Onlinehandel als zusätzlicher Vertriebskanal im harten Wettbewerb
Warum aber bieten Händler die Services dann an? „Für Rewe ist das Angebot eine Chance, den Abstand auf Edeka zu verringern“, sagt Handelsexperte Johanssen. „Zukäufe sind für die etablierten Händler heutzutage sehr schwierig, wie das Beispiel Edeka-Tengelmann zeigt.“ Die Kette bestätigt: Für Rewe sei der Onlinehandel ein Vertriebskanal, mit dem sich „in einem wettbewerbsintensiven Markt zusätzliche Kunden gewinnen“ ließen. Für Edeka als Verbund vieler einzelner Händler ist es deutlich komplizierter, überall ein umfassendes Online- Sortiment anzubieten. Für alle geht es um einen Prestigegewinn: Sie präsentieren sich als moderne Händler. „Davon profitiert die gesamte Marke“, sagt Johansson.
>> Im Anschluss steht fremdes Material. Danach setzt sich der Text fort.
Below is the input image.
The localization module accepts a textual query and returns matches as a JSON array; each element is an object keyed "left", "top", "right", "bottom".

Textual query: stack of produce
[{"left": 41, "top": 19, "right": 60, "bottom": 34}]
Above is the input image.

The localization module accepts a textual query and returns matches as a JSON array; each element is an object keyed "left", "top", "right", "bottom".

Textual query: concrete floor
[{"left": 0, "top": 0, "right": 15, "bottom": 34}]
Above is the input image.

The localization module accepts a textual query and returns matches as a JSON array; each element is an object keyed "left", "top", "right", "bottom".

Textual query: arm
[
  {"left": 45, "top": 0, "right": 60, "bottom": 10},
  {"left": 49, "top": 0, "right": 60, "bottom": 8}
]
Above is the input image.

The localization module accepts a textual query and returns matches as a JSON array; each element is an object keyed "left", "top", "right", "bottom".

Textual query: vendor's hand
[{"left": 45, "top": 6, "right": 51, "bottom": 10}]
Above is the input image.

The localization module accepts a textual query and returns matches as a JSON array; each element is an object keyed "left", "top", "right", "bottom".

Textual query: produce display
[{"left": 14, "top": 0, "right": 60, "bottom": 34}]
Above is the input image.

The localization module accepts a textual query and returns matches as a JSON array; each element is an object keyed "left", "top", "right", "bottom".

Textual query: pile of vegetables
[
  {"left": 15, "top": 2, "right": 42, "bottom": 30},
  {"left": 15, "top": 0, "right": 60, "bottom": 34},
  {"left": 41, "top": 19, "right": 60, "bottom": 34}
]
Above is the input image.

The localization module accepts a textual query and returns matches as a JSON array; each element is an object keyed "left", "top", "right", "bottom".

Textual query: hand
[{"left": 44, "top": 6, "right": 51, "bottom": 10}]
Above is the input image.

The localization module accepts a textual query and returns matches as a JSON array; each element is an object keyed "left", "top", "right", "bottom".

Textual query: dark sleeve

Zudem spüren die Konzerne den Konkurrenzdruck von außen. Längst drängen branchenfremde Akteure in den Markt, die zuvor nicht mit Lebensmitteln gehandelt haben. Dafür sind sie echte Logistik-Profis: So bietet Amazon eigenen Angaben nach mehr als 471 000 Artikel des täglichen Bedarfs an, auch die Deutsche Post kooperiert nicht nur mit diversen Händlern, sondern betreibt den Onlinesupermarkt Allyouneedfresh. „Wir sind der festen Überzeugung, dass der Online- Lebensmittelhandel auch in Deutschland großes Potenzial bietet und sich langfristig durchsetzen wird“, sagt eine Sprecherin. Seit Kurzem gibt es die eigens entwickelte Transportbox mit Kühlsystem, die der Bote umweltfreundlich wieder mitnimmt.
Die Boxen nutzt zum Beispiel das Berliner Start-up Gegessen wird immer. Das Konzept: Ausgewählte Lebensmittel, die unter besonderem handwerklichen Anspruch hergestellt wurden – zum Beispiel von der Kreuzberger Bäckerei Soluna. Neben den Berlinern gibt es eine Reihe kleiner Anbieter, die Bio- und vegane Lebensmittel liefern. Wenn auch das Netz an Nahversorgern im Land so dicht gewebt ist wie kaum irgendwo sonst: Für Nischenprodukte ist noch Raum.